Imagine if back in his heyday, John Hughes dispensed with the high school romantic comedies and adapted the hardboiled fiction of James M. Cain or Jim Thompson. While set in a washed out modern day Los Angeles normally only glimpsed in the work of Michael Mann, Refn imbues his film with a throwback vibe of the early eighties, before the florescent sweatbands and bad haircuts took over. The Danish director has made a remarkable name for himself in Europe and on the festival circuit with films like Pusher and Fear X, introduced many people to the singular talents of Tom Hardy in Bronson, and produced perhaps the first existential Viking movie with Valhalla Rising. His work blends a vivid pop-art aesthetic with an almost romantic brutalism, channeled through a tortured, complex male protagonist, often blunt instrument than lone warrior.

In Drive, Gosling is a mechanic and occasional Hollywood stunt driver by day, but moonlights as a “wheel man” – a getaway driver – and displays remarkable talent behind the wheel. His boss, Shannon (Bryan Cranston) is looking to capitalize further on the kid’s skills by having him drive a rally car, funded by local gangster, Bernie Rose (a frightening Albert Brooks). Our hero is also distracted by the cute blonde, Irene (Carey Mulligan) who lives across the hall with her young son. He senses a glimmer of a normal life, until Irene’s husband Standard (Oscar Isaac) is released from prison and drags him into a maelstrom of violence.

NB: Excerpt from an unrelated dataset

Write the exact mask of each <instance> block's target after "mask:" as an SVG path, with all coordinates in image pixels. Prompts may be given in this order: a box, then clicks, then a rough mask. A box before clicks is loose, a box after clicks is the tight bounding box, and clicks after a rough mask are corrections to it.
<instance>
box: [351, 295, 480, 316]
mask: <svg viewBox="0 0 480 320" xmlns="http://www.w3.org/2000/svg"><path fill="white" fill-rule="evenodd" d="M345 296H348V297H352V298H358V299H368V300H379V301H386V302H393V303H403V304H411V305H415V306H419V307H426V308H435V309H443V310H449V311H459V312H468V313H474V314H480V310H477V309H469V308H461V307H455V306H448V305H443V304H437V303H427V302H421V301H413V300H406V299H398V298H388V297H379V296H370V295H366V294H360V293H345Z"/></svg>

Drive offers an almost immaculate combination of style and substance and Refn has assembled an incredible cast that also includes Ron Perlman and Christina Hendricks. On the surface the film is sleek, clean, and quiet, like a new car fresh off the showroom floor, purring along to Cliff Martinez’s stunning score. It glides from moment to moment before Refn slashes open LA’s underbelly, and the stink and scum of the criminal world oozes out onto the screen. It pulls you close before erupting in outbursts of horrific violence as the driver slowly reveals his true nature and exactly what he is capable of. Drive is an exceptional piece of crime fiction, and an achingly beautiful love story between two strangers struggling to express themselves. It is also disarmingly stylish and almost impossibly cool. For my money, Drive is the best American film of 2011 and absolutely unmissable.